For the kk-means clustering on the iris dataset, the matrix [nij][n_{ij}] of class-cluster counts is:

counts = class_cluster_counts(dataset["target"], labels)
df_counts = pd.DataFrame(counts)
df_counts

We can use linear_sum_assignment from scipy.optimize module to find the optimal assignment as follows:

from scipy.optimize import linear_sum_assignment
classes, clusters = linear_sum_assignment(counts, maximize=True)

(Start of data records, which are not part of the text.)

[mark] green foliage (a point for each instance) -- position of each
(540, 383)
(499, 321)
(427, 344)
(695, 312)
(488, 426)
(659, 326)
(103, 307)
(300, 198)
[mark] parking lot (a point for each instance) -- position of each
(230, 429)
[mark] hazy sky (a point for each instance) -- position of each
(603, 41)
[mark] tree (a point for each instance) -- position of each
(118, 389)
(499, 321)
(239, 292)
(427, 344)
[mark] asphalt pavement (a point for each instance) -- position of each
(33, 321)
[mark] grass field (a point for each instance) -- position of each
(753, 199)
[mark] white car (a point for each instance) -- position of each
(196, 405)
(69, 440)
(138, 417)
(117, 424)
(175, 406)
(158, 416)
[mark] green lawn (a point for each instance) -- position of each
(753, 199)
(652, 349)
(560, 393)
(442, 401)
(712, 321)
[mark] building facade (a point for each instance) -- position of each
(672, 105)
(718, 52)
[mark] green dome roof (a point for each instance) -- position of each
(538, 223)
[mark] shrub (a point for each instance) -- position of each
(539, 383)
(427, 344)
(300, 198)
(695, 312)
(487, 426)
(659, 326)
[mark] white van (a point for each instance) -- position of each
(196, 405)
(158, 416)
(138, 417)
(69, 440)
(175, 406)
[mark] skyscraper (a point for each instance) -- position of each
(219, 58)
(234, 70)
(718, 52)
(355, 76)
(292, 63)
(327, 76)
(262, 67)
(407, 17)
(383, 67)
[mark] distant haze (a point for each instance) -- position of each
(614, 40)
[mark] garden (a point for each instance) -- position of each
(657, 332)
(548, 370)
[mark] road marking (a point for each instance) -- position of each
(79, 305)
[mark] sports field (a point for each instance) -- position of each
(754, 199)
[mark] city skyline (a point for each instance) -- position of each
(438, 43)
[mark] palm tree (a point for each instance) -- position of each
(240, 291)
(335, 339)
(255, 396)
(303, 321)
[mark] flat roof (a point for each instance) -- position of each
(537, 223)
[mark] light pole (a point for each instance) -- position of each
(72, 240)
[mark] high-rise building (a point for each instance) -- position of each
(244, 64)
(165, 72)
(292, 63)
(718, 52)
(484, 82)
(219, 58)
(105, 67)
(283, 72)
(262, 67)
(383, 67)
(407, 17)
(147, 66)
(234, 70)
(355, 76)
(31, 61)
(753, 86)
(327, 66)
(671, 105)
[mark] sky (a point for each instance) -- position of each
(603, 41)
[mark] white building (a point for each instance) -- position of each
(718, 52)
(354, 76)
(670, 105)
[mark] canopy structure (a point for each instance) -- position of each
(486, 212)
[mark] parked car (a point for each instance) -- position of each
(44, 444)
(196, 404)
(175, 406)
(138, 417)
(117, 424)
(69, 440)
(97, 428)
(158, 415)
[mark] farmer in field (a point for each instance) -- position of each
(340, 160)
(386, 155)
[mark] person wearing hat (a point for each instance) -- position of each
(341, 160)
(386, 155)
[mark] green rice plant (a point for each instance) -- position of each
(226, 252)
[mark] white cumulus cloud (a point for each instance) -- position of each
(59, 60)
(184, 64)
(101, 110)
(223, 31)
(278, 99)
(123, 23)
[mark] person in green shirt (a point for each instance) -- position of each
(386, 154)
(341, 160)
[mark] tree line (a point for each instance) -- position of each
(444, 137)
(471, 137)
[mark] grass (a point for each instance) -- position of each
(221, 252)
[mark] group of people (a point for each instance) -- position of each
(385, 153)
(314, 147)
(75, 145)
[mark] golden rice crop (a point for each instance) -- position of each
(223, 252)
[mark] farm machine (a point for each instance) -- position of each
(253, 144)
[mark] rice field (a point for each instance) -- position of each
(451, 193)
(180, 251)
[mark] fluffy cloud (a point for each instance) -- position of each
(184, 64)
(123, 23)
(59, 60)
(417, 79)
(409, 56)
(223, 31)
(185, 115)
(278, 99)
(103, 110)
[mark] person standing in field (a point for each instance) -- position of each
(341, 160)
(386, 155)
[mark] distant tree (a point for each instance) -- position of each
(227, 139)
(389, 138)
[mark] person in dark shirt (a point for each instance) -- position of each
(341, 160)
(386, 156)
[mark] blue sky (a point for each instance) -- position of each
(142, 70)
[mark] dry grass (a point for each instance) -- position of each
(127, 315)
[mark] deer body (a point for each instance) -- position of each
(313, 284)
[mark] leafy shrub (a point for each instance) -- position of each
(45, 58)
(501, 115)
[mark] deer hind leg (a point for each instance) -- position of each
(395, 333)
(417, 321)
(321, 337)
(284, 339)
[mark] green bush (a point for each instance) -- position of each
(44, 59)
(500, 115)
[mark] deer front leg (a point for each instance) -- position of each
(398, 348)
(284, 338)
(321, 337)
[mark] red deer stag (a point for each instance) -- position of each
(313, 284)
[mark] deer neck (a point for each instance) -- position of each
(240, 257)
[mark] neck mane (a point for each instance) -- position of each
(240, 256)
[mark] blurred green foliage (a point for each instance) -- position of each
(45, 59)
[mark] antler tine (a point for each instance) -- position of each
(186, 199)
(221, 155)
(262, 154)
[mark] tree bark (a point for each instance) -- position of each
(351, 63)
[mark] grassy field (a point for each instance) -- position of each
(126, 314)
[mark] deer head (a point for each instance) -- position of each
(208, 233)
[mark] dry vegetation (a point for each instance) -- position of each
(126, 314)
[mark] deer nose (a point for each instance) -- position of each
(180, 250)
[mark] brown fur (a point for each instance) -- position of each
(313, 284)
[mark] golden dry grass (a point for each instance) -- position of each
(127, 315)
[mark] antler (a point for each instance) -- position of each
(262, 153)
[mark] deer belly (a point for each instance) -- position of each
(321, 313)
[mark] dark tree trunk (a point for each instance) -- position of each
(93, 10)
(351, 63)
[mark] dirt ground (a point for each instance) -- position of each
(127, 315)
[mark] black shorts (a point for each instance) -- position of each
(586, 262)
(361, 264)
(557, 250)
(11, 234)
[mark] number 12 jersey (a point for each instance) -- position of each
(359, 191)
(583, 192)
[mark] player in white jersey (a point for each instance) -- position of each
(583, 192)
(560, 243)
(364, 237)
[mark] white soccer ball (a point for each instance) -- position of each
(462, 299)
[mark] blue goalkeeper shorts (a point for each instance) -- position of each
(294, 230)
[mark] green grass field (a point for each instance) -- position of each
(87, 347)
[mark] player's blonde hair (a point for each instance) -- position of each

The following highlights the optimal assignment on the class-cluster count matrix.

def highlight(data):
    attr = "background-color: yellow"
    return pd.DataFrame(
        [
            [attr if i == j else "" for j in range(len(data.columns))]
            for i in range(len(data.index))
        ],
        index=data.index,
        columns=data.columns,
    )


df_counts.style.apply(highlight, axis=None, subset=(classes, clusters))
class Classes2ClustersEvaluation:
    """Classes-to-clusters evaluation.

    Parameters:
    -----------
    class_labels: array
        Non-negative integer class labels for certain samples.
    cluster_labels: array
        Corresponding non-negative integer cluster labels.

    Attributes:
    -----------
    accuracy: float
        fraction of correctly clustered instances.
    classes: int array
        Assigned class labels sorted in ascending order.
    clusters: int array
        Cluster labels corresponding to the assigned class labels.
    """

    def __init__(self, class_labels, cluster_labels):
        self.class_labels = np.asarray(class_labels)
        self.cluster_labels = np.asarray(cluster_labels)
        # YOUR CODE HERE
        raise NotImplementedError

    def __repr__(self):
        s = f"Accuracy: {self.accuracy:.3g}\n"
        for i, j in np.column_stack((self.classes, self.clusters)):
            s += f"Class #{i} --> Cluster #{j}\n"
        return s
Source
# tests
# simple case
c2c_eval = Classes2ClustersEvaluation(np.array([0, 0, 1, 1]), np.array([0, 1, 2, 2]))
assert (c2c_eval.classes == [0, 1]).all()
assert (c2c_eval.clusters == [0, 2]).all()
assert np.isclose(c2c_eval.accuracy, 0.75, rtol=1e-3)
# test on iris
c2c_eval = Classes2ClustersEvaluation(dataset["target"], labels)
print(c2c_eval)
assert np.isclose(c2c_eval.accuracy, 0.96, rtol=1e-3)
%%ai chatgpt -f text
What is the time complexity of the linear sum assignment problem? Is it
considered scalable to large datasets? If not, are there better implementations
of the classes-to-clusters evaluation?